Why the Big Bend region is America's number one spot for astronomical adventures

By Visit Big Bend
Published 30 Jan 2019, 17:53 GMT
Big Bend National Park
Big Bend National Park
Photograph by Big Bend National Park

Big Bend National Park is a complex beast. By day it endlessly fascinates with its staggering mountains, harsh desert and lush valleys where bears roam and eagles soar. But as the sun sets, the 800,000-acre-park is cloaked in some of the darkest skies in the US — so dark, that as well as being designated an International Dark Sky Park, it's also received gold-tier certification from the International Dark Sky Association. Only 13 parks in the world have this classification, making it a must-visit for stargazers.

Big Bend's remoteness and elevation are partly responsible for its spectacular, star-strewn skies — this is a region far removed from civilisation and it's not a place you arrive at by accident (the closest airport is around 250 miles away). The park's commitment to stomping out light pollution verges on the obsessive: outside lights on buildings and car parks have been almost eliminated — even campfires are forbidden within the boundaries. The result? The park is the best place to stargaze in America. On a clear night, expect to gaze at meteors, planets and more than 2,000 twinkling stars.
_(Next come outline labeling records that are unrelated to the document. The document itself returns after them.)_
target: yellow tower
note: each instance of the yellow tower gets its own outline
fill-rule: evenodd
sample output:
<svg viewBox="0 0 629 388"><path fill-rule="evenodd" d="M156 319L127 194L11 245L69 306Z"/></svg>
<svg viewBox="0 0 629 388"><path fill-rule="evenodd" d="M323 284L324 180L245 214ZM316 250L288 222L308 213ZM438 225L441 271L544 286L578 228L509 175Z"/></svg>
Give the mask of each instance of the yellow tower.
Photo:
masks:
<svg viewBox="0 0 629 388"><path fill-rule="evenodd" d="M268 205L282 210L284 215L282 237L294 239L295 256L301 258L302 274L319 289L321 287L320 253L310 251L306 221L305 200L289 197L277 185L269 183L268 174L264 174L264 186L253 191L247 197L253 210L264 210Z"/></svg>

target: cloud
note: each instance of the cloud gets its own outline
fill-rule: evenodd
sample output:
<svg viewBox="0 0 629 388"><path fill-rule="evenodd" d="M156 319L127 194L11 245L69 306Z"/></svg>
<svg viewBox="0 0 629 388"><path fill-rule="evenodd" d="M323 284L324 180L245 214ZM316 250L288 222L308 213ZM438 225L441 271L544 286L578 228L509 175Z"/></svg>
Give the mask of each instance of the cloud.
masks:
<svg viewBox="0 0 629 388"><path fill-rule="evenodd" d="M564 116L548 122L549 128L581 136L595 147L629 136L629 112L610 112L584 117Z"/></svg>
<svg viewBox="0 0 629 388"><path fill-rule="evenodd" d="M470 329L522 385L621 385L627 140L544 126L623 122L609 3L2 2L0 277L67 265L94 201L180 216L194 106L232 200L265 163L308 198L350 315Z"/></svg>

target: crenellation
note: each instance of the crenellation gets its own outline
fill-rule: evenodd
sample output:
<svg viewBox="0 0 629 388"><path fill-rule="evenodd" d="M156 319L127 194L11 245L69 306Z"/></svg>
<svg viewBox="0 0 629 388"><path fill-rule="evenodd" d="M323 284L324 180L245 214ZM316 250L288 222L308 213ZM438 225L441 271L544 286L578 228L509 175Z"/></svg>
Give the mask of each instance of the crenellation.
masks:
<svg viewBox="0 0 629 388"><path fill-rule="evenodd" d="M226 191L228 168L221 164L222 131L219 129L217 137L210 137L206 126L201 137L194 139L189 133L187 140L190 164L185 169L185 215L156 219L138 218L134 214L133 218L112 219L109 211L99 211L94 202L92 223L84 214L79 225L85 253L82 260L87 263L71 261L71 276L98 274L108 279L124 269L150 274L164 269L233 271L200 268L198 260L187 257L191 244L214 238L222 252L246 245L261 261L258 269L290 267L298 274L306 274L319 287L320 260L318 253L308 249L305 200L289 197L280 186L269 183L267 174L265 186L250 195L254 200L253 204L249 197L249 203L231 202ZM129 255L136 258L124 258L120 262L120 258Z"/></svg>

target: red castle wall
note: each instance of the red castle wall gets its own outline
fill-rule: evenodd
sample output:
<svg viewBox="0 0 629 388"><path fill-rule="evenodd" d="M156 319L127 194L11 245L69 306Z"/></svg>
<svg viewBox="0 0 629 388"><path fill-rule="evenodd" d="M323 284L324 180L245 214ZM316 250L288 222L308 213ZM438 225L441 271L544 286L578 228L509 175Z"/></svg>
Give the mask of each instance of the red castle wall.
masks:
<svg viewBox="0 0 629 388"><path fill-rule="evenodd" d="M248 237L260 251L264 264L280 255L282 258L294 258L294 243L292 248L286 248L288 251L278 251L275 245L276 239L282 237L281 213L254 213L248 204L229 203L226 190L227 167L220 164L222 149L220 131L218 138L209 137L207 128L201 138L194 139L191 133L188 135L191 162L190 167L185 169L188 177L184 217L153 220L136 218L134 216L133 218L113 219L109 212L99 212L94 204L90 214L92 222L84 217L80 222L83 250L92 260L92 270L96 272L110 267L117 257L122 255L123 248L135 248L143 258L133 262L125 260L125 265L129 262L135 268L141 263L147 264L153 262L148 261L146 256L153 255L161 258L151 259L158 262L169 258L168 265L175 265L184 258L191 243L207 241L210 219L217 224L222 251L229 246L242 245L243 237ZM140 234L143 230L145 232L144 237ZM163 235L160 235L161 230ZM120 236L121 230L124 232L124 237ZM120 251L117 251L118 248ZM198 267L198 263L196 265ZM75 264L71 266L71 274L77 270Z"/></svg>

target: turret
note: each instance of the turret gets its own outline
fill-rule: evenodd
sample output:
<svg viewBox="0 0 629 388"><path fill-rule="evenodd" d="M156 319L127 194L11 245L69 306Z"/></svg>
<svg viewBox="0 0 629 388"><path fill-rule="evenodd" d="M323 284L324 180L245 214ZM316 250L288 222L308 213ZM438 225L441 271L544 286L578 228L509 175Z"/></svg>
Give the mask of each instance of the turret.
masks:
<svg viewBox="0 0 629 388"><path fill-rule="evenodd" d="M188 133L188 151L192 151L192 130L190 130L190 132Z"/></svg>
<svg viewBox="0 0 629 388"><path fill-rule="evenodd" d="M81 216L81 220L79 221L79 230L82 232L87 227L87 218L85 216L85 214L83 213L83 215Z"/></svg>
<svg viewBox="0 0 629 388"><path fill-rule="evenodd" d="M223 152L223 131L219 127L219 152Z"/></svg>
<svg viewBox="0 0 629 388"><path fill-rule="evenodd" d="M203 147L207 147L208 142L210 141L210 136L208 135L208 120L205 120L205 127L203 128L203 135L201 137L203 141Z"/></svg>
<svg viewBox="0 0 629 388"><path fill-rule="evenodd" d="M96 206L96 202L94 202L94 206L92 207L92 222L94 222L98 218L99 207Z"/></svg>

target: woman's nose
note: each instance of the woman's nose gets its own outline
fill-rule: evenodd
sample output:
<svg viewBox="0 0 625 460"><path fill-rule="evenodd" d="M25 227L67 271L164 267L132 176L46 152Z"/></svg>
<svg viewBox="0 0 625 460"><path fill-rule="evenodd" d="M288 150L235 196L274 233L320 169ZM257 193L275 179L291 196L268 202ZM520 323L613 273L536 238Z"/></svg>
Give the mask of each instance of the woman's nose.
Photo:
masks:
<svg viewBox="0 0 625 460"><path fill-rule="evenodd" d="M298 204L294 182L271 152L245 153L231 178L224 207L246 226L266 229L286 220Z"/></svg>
Join other travellers on one of the park's trails and you'll be in for a stargazing treat. The Rio Grande Village Nature Trail is an easy walk up a hill, complete with atmospheric views of the Delo Carmen Mountains and the Chisos, all beneath an inky sky resplendent in its primeval glory. Or follow the Hot Springs Canyon Trail and you'll be rewarded with knockout night skies alight with stars as you arrive at the hot springs close to the Rio Grand Village Campground.

But for an experience that'll truly blow your mind, a night spent sleeping under the stars will easily win over the hearts of budding astronomers and travellers keen to ponder the wonders of the dark skies. Head out into the park's backcountry for real solitude and undisturbed star-spotting, and pitch a tent away from campgrounds to stare at the nightly theatrics among the undulating desert hills and the snaking Rio Grande. Spend just a night here and you'll be clearly smitten.

And if the spectacular dark skies of Big Bend National Park weren't enough to satisfy your stargazing, the region is home to another Dark Sky Park. Neighbouring Big Bend Ranch State Park lies within the Chihuahuan Desert and is one of the darkest and remote areas of the state. It was designated a gold tier Dark Sky Park in 2018 – the fourth Texas State Park to achieve this status. Amongst a backdrop of rugged mountains and steep canyons the best stargazing spots are River Road at the West Contrabando Trailhead, Big Hill and Hoodoos. Here you'll be rewarded with great views and stunning night skies. 

Together, these two parks form one of the largest contiguous areas under dark-skies protection in the United States making Big Bend one of the best places in the world to witness the majestic beauty of the sky at night.